An ED makes it easier to die.
Can diets be part of a healthy lifestyle?
No and yes.
First, let’s make sure we are talking about the same thing when we say “diet.” In the current context (this blog, the 21st century), “diet” usually refers to an eating plan designed to cause weight loss.
Which raises the question of for whom a diet can be part of a healthy lifestyle. If you are not overweight (See BMI on the Obesity page), the answer is, “No, diets cannot be part of your healthy lifestyle.”
If you are overweight or obese, there are very good reasons to better manage your weight. Depending upon how much excess weight you carry, the medical consequences can be severe. In addition to the risk of diabetes, hypertension, dyslipidemia, stroke, and coronary heart disease, excess weight sets you up for sleep apnea, gallbladder disease, osteoarthritis, and various forms of cancer.
Excess weight is not healthy. Yes, you can be obese right now and not have any related medical problems, but the likelihood of you remaining healthy is much lower than if you were not obese.
And that brings me to answering the question of whether diets can be part of a healthy lifestyle. If you are overweight or obese, dieting to lose weight can be part of a healthy lifestyle. That is, it could be if dieting actually worked to make people achieve lasting lower weights.
Do diets work?
Theoretically, diets do work. They establish a caloric deficit that causes your body to resort to stored energy (fat) to fuel its activity which in turn causes weight loss. The efficiency with which this occurs, however, varies greatly from person to person (even with the same diet plan) as a function of biology, environment, and psychology (see Obesity).

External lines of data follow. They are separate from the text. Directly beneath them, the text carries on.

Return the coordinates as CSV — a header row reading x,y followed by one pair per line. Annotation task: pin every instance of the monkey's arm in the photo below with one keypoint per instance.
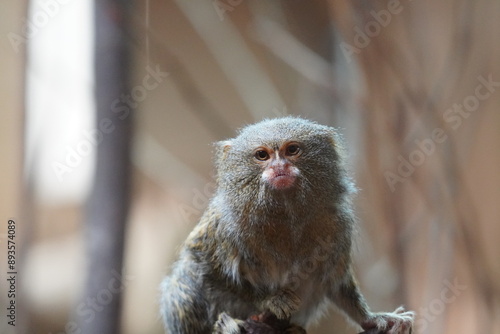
x,y
348,297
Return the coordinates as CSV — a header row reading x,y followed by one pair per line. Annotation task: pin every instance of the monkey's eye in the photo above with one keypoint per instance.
x,y
293,149
261,155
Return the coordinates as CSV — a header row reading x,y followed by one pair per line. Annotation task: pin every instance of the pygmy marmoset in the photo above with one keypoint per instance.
x,y
276,237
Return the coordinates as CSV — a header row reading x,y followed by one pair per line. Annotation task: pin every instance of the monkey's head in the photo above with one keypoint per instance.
x,y
281,157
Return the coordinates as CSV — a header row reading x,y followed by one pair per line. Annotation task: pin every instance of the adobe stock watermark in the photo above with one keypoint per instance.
x,y
372,29
223,6
86,310
47,10
437,306
454,117
122,107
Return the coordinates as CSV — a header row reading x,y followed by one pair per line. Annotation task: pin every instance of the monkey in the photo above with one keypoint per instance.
x,y
276,237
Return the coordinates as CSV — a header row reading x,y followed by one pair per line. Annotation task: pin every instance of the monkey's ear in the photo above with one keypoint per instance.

In reality, diets do not work for the simple reason that when you adopt an eating plan that is foreign to your lifestyle and taste preferences, you do not stay with it forever. As a result, people go on diets, tough it out for while, and then either quit before reaching their weight goals, or reach their goals, revert to their natural eating patterns, and regain weight. Usually more than they lost.
So what should you do instead?
First, if you suspect you have an eating disorder, shelve the idea of weight loss until you meet with an eating disorders specialist and figure out what your best course of action is. For help finding an expert, you can contact the National Eating Disorders Association Helpline, or any of the other websites listed on my ED page.
If you are sure that an eating disorder is not at the heart of your desire to lose weight, and if you are indeed overweight or obese, then read on.
As I’ve explained in Why Diets Don’t Work & 3 Things that Do, effective weight management rests on a stool that is firmly balanced on three legs: (1) how you eat, (2) movement, and (3) what you eat.
You can read about all three in that blog but today’s focus on diets merits repeating the message about what you eat. In place of adopting a diet that will only end up annoying you, develop an eating strategy that meets your nutritional needs, pleases your palate, and honors your traditions. If your strategy does all three, and you make the behavioral changes we talk about in that blog as well as my book, gradual weight loss will result. Without a diet!